Answer: Unfortunately, student loans are a fact of life for most Americans these days. That said, if you’re finding yourself in a difficult financial position because of them, you do have options. We asked Student Loan expert, David Carlson (author of the book Student Loan Solution and the founder of YoungAdultMoney.com) to weigh in on this important question:
“First I want to say you aren’t alone. There are many people with a large amount of student loan debt who are trying to figure out what they should do. Regardless of your income and whether your loans total $5k or $500k, you have options.

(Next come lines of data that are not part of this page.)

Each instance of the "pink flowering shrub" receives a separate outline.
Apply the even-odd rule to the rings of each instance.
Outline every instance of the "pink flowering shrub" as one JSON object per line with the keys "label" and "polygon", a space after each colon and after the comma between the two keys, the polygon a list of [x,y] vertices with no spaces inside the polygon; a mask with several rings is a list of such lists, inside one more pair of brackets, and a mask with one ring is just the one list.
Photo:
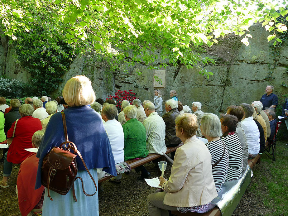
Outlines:
{"label": "pink flowering shrub", "polygon": [[115,93],[115,96],[112,96],[111,95],[108,95],[108,97],[106,99],[109,98],[115,101],[116,106],[118,110],[120,110],[121,109],[121,102],[122,100],[127,100],[130,102],[130,104],[132,104],[133,100],[139,98],[139,97],[137,97],[136,96],[136,93],[133,92],[131,89],[128,91],[118,90]]}

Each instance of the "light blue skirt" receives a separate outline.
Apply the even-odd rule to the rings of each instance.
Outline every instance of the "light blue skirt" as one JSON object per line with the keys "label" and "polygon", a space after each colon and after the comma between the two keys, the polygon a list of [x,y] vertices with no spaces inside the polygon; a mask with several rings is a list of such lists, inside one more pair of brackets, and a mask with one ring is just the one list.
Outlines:
{"label": "light blue skirt", "polygon": [[[94,178],[98,188],[97,171],[96,169],[91,169],[89,171]],[[86,170],[78,170],[77,176],[83,180],[84,189],[89,194],[95,192],[95,187],[92,180]],[[87,196],[83,193],[81,181],[77,179],[74,182],[75,194],[78,202],[73,199],[72,189],[65,195],[61,195],[50,190],[50,194],[53,201],[47,196],[47,189],[45,188],[45,197],[43,202],[42,215],[95,215],[98,216],[98,190],[92,196]]]}

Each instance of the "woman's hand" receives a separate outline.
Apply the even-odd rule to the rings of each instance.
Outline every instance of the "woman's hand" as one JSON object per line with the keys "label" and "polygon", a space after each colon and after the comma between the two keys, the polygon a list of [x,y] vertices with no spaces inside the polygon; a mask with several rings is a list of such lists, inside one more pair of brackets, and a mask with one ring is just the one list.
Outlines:
{"label": "woman's hand", "polygon": [[159,186],[162,187],[164,184],[165,182],[167,181],[166,179],[164,179],[163,177],[161,176],[160,176],[159,177],[160,179],[159,180],[160,181],[160,184],[159,184]]}

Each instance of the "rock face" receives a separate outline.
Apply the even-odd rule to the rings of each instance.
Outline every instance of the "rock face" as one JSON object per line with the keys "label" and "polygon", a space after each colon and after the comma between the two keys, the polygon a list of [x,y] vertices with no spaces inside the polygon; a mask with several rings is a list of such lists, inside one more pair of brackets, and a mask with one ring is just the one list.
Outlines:
{"label": "rock face", "polygon": [[[267,40],[269,33],[259,23],[251,26],[249,30],[253,38],[249,39],[250,44],[247,47],[241,42],[241,38],[231,34],[222,39],[218,39],[218,44],[206,49],[203,55],[212,57],[215,61],[215,64],[204,67],[214,74],[209,79],[199,74],[196,67],[187,69],[185,66],[167,67],[165,87],[160,89],[163,100],[170,99],[169,91],[174,89],[184,105],[191,106],[193,102],[198,101],[202,103],[204,112],[217,114],[226,112],[226,108],[230,104],[239,105],[259,100],[265,94],[268,85],[274,86],[274,93],[278,95],[286,93],[287,89],[280,85],[283,83],[288,84],[287,45],[282,45],[278,50],[280,55],[273,59],[270,53],[271,43]],[[0,54],[1,50],[0,46]],[[7,75],[26,81],[29,75],[24,75],[25,73],[22,76],[18,75],[23,71],[20,66],[17,67],[16,61],[11,60],[11,58],[9,57],[10,60],[8,60],[7,56],[9,63],[6,71],[9,72]],[[2,59],[0,56],[0,68]],[[139,64],[128,67],[127,74],[121,72],[111,73],[108,72],[108,69],[101,63],[92,64],[86,60],[85,56],[74,60],[64,77],[64,81],[55,93],[55,96],[61,94],[66,82],[70,78],[84,74],[91,80],[96,98],[105,99],[109,94],[114,95],[118,89],[132,89],[142,101],[153,100],[154,71],[148,69],[146,66]],[[13,72],[13,70],[18,72]],[[178,73],[175,75],[176,71]],[[142,73],[140,75],[137,74],[139,71]],[[275,79],[265,80],[269,71],[272,72],[271,75]]]}

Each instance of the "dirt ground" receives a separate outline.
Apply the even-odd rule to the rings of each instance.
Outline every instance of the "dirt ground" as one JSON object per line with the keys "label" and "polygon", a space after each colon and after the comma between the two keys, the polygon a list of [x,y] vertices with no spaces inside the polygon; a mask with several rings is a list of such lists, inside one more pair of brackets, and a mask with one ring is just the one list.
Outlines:
{"label": "dirt ground", "polygon": [[[0,150],[0,155],[2,151]],[[171,164],[168,163],[164,177],[170,174]],[[0,163],[0,176],[3,174],[3,163]],[[151,162],[145,166],[151,174],[151,178],[158,176],[158,168]],[[14,165],[12,175],[9,179],[9,187],[0,188],[0,215],[21,215],[18,200],[15,193],[17,173],[19,166]],[[267,178],[272,176],[269,170],[262,164],[257,164],[253,169],[262,170],[262,175]],[[104,191],[99,193],[99,213],[100,215],[148,215],[146,198],[156,189],[151,188],[144,181],[138,180],[138,174],[132,170],[128,175],[123,175],[119,185],[107,181],[103,183]],[[255,193],[256,189],[258,191]],[[267,194],[267,189],[255,176],[251,180],[248,187],[233,215],[255,216],[273,215],[275,210],[265,207],[262,194]]]}

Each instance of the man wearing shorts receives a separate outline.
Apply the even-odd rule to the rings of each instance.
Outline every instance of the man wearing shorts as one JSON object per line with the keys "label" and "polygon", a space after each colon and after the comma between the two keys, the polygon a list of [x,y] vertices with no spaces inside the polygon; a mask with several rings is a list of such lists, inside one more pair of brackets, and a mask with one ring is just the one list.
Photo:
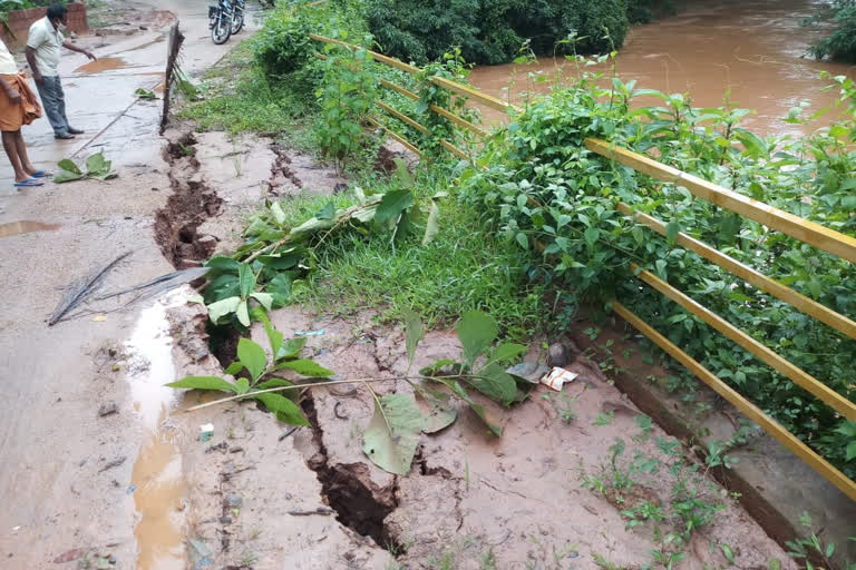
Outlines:
{"label": "man wearing shorts", "polygon": [[41,107],[36,95],[30,90],[23,73],[18,70],[11,53],[0,41],[0,131],[3,150],[14,170],[14,185],[18,187],[41,186],[49,176],[37,170],[27,156],[21,127],[41,117]]}
{"label": "man wearing shorts", "polygon": [[30,35],[27,38],[27,62],[32,70],[32,79],[41,96],[45,114],[54,127],[54,137],[59,139],[75,138],[75,135],[84,132],[70,126],[66,117],[66,96],[57,70],[59,48],[64,47],[89,59],[96,59],[89,51],[66,41],[62,31],[66,29],[67,17],[68,9],[65,6],[49,7],[47,16],[30,26]]}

How you address your loans will depend on what type of student loans they are. If they are federal student loans you have access to income-driven repayment options and loan forgiveness opportunities. Income-driven repayment options cap your payment at anywhere from 10-20% of your discretionary income, depending on which repayment plan you get on. You can learn more about income-driven repayment plans here or in my book Student Loan Solution, where I go into detail on the ins and outs of each of the four income-driven repayment plans. Besides capping your payments at a reasonable amount, by getting on an income-driven repayment plan you also start down the path of income-driven loan forgiveness. After 20-25 years of on-time payments your loans will be forgiven. You will be taxed on the amount forgiven, though, so if you do plan on taking advantage of income-driven loan forgiveness you will want to understand what you need to do to prepare for the inevitable “tax bomb.” You can also look into whether you are eligible for Public Service Loan Forgiveness, which is a difficult program to navigate but can be a huge financial benefit since your loans are forgiven tax-free after ten years of eligible payments.

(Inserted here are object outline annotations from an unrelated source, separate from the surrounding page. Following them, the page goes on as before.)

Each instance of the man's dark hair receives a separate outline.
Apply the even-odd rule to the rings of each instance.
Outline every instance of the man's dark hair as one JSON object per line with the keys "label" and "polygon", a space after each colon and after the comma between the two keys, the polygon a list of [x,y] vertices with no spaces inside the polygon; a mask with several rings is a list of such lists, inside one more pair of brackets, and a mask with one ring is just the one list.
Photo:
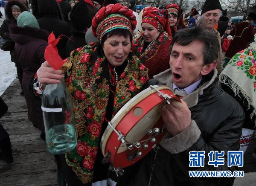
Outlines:
{"label": "man's dark hair", "polygon": [[196,40],[204,44],[203,54],[204,64],[210,64],[213,61],[217,61],[220,45],[217,36],[200,26],[190,29],[180,29],[177,31],[170,46],[170,55],[175,44],[185,46]]}
{"label": "man's dark hair", "polygon": [[124,36],[125,38],[128,38],[130,41],[131,41],[131,43],[132,41],[132,35],[131,32],[126,29],[115,29],[112,31],[110,32],[107,34],[105,34],[102,39],[102,41],[100,42],[102,46],[103,46],[104,42],[106,41],[108,38],[112,36],[113,35],[117,35],[118,36]]}

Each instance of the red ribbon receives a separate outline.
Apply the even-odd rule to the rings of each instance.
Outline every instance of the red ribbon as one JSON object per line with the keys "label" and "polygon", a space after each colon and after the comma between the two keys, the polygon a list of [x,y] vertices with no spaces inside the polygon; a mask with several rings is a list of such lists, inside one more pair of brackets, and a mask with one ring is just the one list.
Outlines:
{"label": "red ribbon", "polygon": [[64,64],[64,61],[58,55],[56,45],[58,44],[61,38],[64,35],[61,35],[57,38],[53,32],[48,37],[48,44],[44,51],[44,58],[55,70],[60,69]]}

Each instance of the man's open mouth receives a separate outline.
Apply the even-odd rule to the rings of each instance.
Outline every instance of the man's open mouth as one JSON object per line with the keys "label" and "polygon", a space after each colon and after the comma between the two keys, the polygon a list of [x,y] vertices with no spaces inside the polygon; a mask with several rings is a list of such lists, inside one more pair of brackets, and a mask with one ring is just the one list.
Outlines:
{"label": "man's open mouth", "polygon": [[180,78],[181,77],[180,75],[176,74],[176,73],[173,73],[173,76],[175,79],[180,79]]}

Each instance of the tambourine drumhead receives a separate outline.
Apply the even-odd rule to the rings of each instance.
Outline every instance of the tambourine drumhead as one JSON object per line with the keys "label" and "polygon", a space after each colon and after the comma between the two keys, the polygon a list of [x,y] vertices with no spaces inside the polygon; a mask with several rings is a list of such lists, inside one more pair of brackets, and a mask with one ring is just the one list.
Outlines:
{"label": "tambourine drumhead", "polygon": [[[171,89],[165,86],[155,85],[154,87],[163,94],[174,96]],[[177,99],[176,99],[177,98]],[[119,110],[111,120],[113,128],[125,136],[125,142],[117,140],[118,135],[108,126],[105,130],[101,141],[101,148],[103,155],[111,153],[110,161],[116,168],[128,166],[137,161],[152,149],[152,146],[157,144],[166,133],[160,133],[154,137],[156,141],[148,140],[148,131],[153,128],[162,129],[164,126],[161,116],[164,106],[163,98],[155,89],[148,88],[131,99]],[[141,142],[141,147],[129,150],[127,143]],[[142,147],[146,142],[147,148]],[[128,157],[133,151],[142,152],[142,155],[132,160],[128,160]]]}

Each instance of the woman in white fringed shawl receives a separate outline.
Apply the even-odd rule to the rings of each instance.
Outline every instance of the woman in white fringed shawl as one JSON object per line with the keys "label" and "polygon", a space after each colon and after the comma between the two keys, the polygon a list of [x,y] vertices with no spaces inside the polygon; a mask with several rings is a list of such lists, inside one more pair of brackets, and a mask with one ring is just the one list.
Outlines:
{"label": "woman in white fringed shawl", "polygon": [[256,35],[249,46],[234,55],[220,74],[221,87],[241,105],[245,113],[240,150],[245,151],[256,129]]}

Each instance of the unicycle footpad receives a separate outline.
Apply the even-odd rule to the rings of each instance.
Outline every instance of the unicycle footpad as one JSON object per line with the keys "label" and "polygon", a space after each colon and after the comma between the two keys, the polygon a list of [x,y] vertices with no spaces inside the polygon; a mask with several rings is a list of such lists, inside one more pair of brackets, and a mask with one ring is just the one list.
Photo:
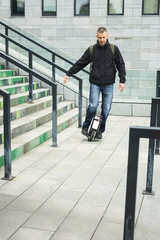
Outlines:
{"label": "unicycle footpad", "polygon": [[88,129],[88,141],[92,141],[95,138],[96,133],[99,131],[101,121],[102,120],[100,116],[95,116],[92,118]]}

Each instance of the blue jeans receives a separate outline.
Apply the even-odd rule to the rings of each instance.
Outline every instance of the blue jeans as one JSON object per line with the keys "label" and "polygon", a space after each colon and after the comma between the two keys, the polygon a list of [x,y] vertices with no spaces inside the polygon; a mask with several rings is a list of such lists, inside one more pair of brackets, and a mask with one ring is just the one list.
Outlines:
{"label": "blue jeans", "polygon": [[92,118],[96,115],[99,104],[100,92],[102,92],[102,105],[101,105],[102,123],[99,132],[103,133],[105,131],[106,120],[111,110],[113,89],[114,84],[109,84],[105,86],[97,86],[92,83],[90,84],[89,106],[87,109],[85,121],[83,123],[83,128],[88,129]]}

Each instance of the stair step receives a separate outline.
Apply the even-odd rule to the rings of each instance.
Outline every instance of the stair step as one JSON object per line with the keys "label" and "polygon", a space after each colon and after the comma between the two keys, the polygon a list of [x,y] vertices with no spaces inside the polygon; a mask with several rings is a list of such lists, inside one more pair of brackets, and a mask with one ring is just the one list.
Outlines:
{"label": "stair step", "polygon": [[[63,101],[63,95],[57,96],[57,103]],[[52,96],[47,96],[45,98],[39,98],[33,103],[22,103],[11,107],[11,121],[22,118],[28,114],[35,113],[42,109],[52,106]],[[3,110],[0,110],[0,125],[3,124]]]}
{"label": "stair step", "polygon": [[[85,110],[83,110],[83,115]],[[57,132],[73,124],[78,119],[78,108],[74,108],[57,119]],[[14,160],[22,154],[32,150],[44,141],[52,137],[52,121],[49,121],[32,131],[26,132],[11,141],[11,159]],[[4,164],[4,147],[0,146],[0,167]]]}
{"label": "stair step", "polygon": [[[46,89],[46,88],[40,88],[37,90],[33,91],[33,100],[39,99],[39,98],[43,98],[46,96],[49,96],[52,94],[52,89]],[[11,107],[16,106],[18,104],[22,104],[25,102],[29,101],[29,93],[28,92],[24,92],[21,94],[16,94],[16,95],[11,95],[11,99],[10,99],[10,105]],[[3,109],[3,98],[0,98],[0,109]]]}
{"label": "stair step", "polygon": [[[34,90],[36,90],[40,87],[41,87],[40,82],[33,83],[33,89]],[[3,86],[3,87],[1,87],[1,90],[6,90],[11,95],[18,94],[18,93],[23,93],[23,92],[28,92],[29,91],[29,84],[28,83],[21,83],[21,84],[16,84],[16,85],[11,85],[11,86]]]}
{"label": "stair step", "polygon": [[18,74],[19,74],[18,69],[17,70],[10,70],[10,69],[0,70],[0,78],[17,76]]}
{"label": "stair step", "polygon": [[[57,106],[57,116],[74,108],[73,102],[61,102]],[[11,139],[31,131],[40,125],[52,120],[52,106],[41,111],[29,114],[23,119],[17,119],[11,122]],[[0,144],[4,143],[3,126],[0,126]]]}
{"label": "stair step", "polygon": [[1,63],[0,64],[0,70],[5,69],[5,64]]}
{"label": "stair step", "polygon": [[8,78],[0,78],[0,87],[14,85],[18,83],[26,83],[28,82],[27,76],[15,76],[15,77],[8,77]]}

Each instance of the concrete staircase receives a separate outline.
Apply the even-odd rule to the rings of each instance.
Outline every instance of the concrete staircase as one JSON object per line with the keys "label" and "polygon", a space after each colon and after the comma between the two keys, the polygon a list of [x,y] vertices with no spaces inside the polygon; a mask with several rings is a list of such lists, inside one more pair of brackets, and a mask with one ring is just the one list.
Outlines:
{"label": "concrete staircase", "polygon": [[[11,159],[21,156],[52,136],[51,89],[42,88],[39,82],[33,84],[33,103],[28,103],[29,83],[27,76],[20,76],[18,70],[5,69],[0,65],[0,88],[10,93],[11,99]],[[78,119],[74,102],[64,101],[57,96],[57,132]],[[4,161],[3,98],[0,97],[0,167]]]}

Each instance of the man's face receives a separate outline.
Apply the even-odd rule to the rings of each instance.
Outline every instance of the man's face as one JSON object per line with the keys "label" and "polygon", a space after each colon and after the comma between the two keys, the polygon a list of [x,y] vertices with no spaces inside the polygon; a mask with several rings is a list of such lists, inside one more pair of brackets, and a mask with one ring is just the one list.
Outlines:
{"label": "man's face", "polygon": [[107,32],[103,32],[103,33],[98,32],[96,37],[99,42],[99,45],[101,47],[104,47],[104,45],[106,44],[107,39],[108,39],[108,33]]}

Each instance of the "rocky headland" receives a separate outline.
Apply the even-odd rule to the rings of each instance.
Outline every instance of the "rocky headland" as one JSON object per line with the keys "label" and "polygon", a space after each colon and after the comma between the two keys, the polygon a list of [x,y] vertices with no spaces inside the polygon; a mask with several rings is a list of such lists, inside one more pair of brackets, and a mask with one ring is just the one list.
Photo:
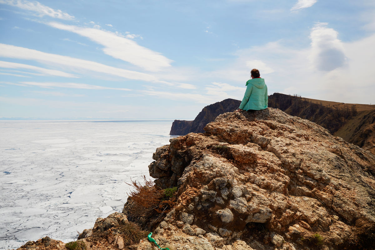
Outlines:
{"label": "rocky headland", "polygon": [[172,124],[171,135],[185,135],[189,133],[204,133],[203,128],[213,121],[222,114],[234,111],[238,108],[241,101],[228,98],[204,108],[193,121],[175,120]]}
{"label": "rocky headland", "polygon": [[[134,208],[151,198],[131,196],[122,213],[98,218],[74,249],[157,249],[142,229],[170,250],[375,249],[369,151],[271,108],[225,113],[204,130],[171,139],[153,154],[156,186],[143,190],[177,187],[175,199],[145,214]],[[19,249],[66,247],[45,237]]]}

If you have private student loans your options are more limited. Unlike federal student loans, you will not have the right to an income-driven repayment plan or opportunities for loan forgiveness. With that in mind, working with your current lender is the first option. You will want to explain to them what you can afford to pay each month and see if they can restructure your loan so your monthly payment is affordable. Another option with private loans is to refinance them with another lender for a lower interest rate. When you do this you can also apply for loan terms that will make your monthly required payment reasonable (for example you may extend your loan to a fifteen year term instead of ten). Finally if you are really drowning and unable to work out a reasonable plan with your lender you can always talk to a debt lawyer who can negotiate on your behalf.”
*Special thanks to David Carlson for providing such an insightful and informative response to this great question!